I went back to school today. I was feeling better until people started asking where I was. It's no ones buisness. I don't get why people who never talk to me think they have the right to act concerned when things go wrong in my life.

My mom & her boyfriend were arrested. She's not in the mafia but they were both involved with something illegal. I didn't get all the details yet.

I do know that child endangerment was added to my moms list of charges.It bothers me that they are still considering me a child but everything is so crazy right now. Being called a child is the least of my problems. 

My moms  boyfriend is apparently a wanted rapist. 

Isn't that crazy?

I feel like my life fell apart in one day.

 I feel like I'm gonna fall apart soon.

But Josh is still here. He's my only constant. He's been staying in my house with me. He doesn't try to help me. He's just himself. That helps more than anything else I can imagine.

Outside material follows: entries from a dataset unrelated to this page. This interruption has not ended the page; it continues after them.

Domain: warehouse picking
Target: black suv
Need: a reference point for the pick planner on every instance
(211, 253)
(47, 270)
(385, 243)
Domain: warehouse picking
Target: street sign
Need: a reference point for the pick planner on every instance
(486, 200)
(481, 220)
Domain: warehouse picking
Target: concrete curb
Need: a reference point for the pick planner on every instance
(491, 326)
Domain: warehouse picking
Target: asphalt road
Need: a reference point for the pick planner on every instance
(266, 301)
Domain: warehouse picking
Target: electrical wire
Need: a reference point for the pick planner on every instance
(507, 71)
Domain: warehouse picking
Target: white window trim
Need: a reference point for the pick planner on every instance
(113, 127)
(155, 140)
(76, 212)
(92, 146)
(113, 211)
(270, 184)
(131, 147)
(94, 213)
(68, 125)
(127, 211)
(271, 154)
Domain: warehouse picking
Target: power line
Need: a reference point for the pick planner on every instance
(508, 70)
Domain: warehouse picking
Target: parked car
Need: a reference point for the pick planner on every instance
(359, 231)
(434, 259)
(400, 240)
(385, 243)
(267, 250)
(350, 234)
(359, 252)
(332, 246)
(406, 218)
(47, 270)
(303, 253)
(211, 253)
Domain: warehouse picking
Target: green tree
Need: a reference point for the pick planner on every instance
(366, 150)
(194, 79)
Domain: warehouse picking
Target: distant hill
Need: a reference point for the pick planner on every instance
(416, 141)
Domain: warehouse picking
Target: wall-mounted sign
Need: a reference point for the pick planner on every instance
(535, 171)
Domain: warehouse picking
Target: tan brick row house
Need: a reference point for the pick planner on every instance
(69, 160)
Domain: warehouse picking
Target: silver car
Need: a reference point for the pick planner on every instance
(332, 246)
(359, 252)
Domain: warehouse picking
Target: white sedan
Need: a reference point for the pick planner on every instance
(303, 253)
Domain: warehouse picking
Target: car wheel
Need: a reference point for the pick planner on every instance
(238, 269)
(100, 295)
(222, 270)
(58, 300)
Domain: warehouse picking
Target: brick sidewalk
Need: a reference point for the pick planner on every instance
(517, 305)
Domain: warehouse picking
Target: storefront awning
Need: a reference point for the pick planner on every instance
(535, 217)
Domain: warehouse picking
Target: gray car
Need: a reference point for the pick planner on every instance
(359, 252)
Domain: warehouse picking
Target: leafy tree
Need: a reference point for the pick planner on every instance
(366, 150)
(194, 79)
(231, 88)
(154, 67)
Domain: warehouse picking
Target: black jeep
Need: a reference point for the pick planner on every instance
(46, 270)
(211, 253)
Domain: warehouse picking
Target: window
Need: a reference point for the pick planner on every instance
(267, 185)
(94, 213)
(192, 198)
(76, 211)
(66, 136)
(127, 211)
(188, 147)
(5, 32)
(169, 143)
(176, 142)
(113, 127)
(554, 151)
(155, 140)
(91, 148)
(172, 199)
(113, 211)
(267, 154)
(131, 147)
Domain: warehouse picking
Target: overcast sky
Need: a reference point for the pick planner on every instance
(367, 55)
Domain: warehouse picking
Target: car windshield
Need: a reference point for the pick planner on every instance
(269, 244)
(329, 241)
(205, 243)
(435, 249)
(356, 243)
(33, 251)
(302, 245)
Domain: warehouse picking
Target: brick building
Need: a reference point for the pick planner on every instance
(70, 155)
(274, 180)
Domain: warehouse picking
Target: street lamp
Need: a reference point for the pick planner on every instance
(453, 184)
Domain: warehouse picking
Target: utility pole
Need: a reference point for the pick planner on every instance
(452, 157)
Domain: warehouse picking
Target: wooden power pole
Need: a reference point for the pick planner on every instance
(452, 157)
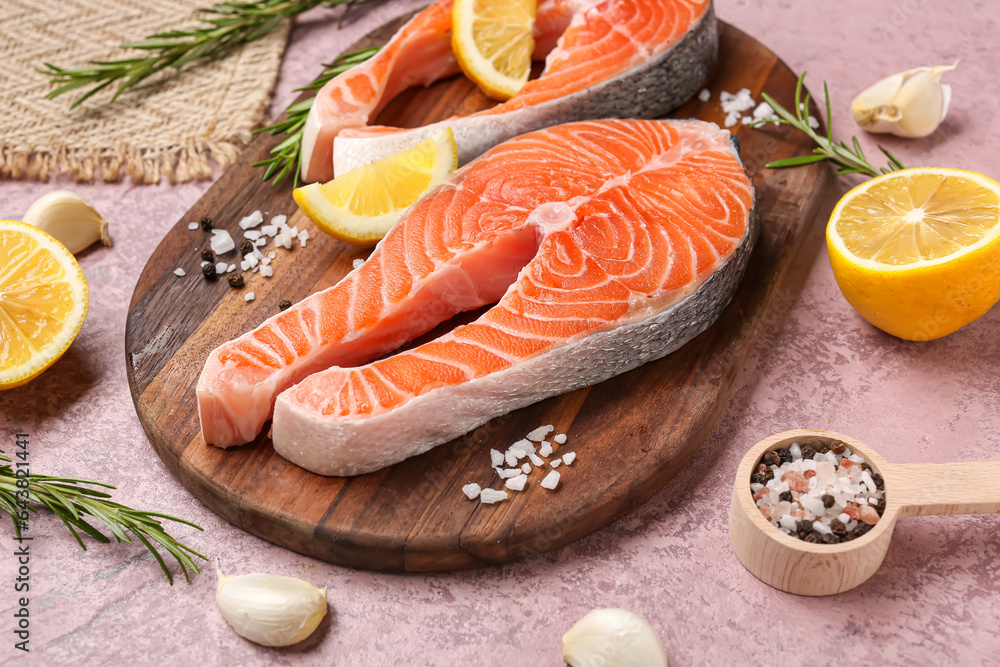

I have therapy soon. We're supposed to be talking about what happened before I was sent to treatment. 

I actually don't remember most of that night. I remember getting my notebook, sitting on the curve to write, & thats about it.

I'm glad my therapist gave me the idea to write out my feelings. I wouldv'e never been able to remember them if I hadn't written them down.

She also taught me to think of something positive or to hold my breathe when I'm about to have a panic attack. Josh is my positive thing & thinking about him really helps.

 For a therapist Ms. Jackson gives suprisingly good advice.